HTTP vs gRPC
Developers should learn HTTP because it is essential for building and interacting with web applications, APIs, and services, as it defines how data is formatted and transmitted between clients and servers meets developers should learn grpc when building microservices architectures, real-time applications, or systems requiring low-latency, high-throughput communication, such as in cloud-native environments or iot platforms.
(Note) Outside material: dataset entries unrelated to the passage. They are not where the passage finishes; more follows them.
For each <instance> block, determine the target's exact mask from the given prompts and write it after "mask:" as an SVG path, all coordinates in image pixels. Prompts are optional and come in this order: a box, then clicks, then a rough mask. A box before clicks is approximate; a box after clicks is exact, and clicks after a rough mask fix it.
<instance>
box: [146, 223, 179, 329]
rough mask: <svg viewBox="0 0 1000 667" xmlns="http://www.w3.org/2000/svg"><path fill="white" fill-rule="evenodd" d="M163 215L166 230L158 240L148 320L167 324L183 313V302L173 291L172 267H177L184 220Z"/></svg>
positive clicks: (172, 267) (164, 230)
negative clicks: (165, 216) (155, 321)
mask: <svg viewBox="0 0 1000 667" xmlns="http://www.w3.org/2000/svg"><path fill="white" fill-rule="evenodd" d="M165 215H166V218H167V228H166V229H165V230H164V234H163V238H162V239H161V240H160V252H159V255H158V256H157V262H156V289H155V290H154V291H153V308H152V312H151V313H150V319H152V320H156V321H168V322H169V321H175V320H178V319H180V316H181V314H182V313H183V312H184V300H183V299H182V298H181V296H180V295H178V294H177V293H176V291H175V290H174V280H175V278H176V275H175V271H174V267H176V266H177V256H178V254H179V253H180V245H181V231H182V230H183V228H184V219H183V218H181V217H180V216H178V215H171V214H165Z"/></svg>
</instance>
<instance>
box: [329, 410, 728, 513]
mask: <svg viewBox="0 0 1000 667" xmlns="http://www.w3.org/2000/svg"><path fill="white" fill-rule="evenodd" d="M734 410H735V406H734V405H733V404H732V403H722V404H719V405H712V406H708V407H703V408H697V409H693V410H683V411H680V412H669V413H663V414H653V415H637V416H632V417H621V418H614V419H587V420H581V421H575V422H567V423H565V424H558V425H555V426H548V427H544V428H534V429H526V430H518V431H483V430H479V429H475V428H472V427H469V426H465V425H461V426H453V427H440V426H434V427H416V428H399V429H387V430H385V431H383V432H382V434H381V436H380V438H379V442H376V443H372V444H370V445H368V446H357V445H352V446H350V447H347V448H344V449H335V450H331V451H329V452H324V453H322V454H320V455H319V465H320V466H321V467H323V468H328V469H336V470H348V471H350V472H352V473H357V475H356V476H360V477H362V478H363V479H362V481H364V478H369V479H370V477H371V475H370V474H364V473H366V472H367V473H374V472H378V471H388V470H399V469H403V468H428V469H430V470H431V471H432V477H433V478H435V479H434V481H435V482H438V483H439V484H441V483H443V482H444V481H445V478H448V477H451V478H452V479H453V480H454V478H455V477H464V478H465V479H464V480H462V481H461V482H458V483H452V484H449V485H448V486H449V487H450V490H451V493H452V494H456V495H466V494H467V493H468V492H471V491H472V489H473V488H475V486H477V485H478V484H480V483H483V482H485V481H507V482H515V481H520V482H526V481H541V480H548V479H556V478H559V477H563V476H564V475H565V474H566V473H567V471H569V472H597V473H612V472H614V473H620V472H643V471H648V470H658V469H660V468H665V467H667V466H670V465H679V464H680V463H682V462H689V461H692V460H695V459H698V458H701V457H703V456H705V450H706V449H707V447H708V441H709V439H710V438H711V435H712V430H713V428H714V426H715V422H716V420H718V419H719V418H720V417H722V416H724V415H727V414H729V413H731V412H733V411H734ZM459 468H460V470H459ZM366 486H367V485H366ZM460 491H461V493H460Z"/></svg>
Here's our take.
HTTP
Developers should learn HTTP because it is essential for building and interacting with web applications, APIs, and services, as it defines how data is formatted and transmitted between clients and servers
HTTP
Nice PickDevelopers should learn HTTP because it is essential for building and interacting with web applications, APIs, and services, as it defines how data is formatted and transmitted between clients and servers
Pros
- +It is used in scenarios such as fetching web pages, making API calls in mobile apps, and enabling communication in microservices architectures
- +Related to: https, rest-api
Cons
- -Specific tradeoffs depend on your use case
gRPC
Developers should learn gRPC when building microservices architectures, real-time applications, or systems requiring low-latency, high-throughput communication, such as in cloud-native environments or IoT platforms
Pros
- +It is particularly useful for polyglot systems where services are written in different languages, as it provides language-agnostic contracts via protobuf
- +Related to: protocol-buffers, http-2
Cons
- -Specific tradeoffs depend on your use case
The Verdict
These tools serve different purposes. HTTP is a protocol while gRPC is a framework. We picked HTTP based on overall popularity, but your choice depends on what you're building.
Based on overall popularity. HTTP is more widely used, but gRPC excels in its own space.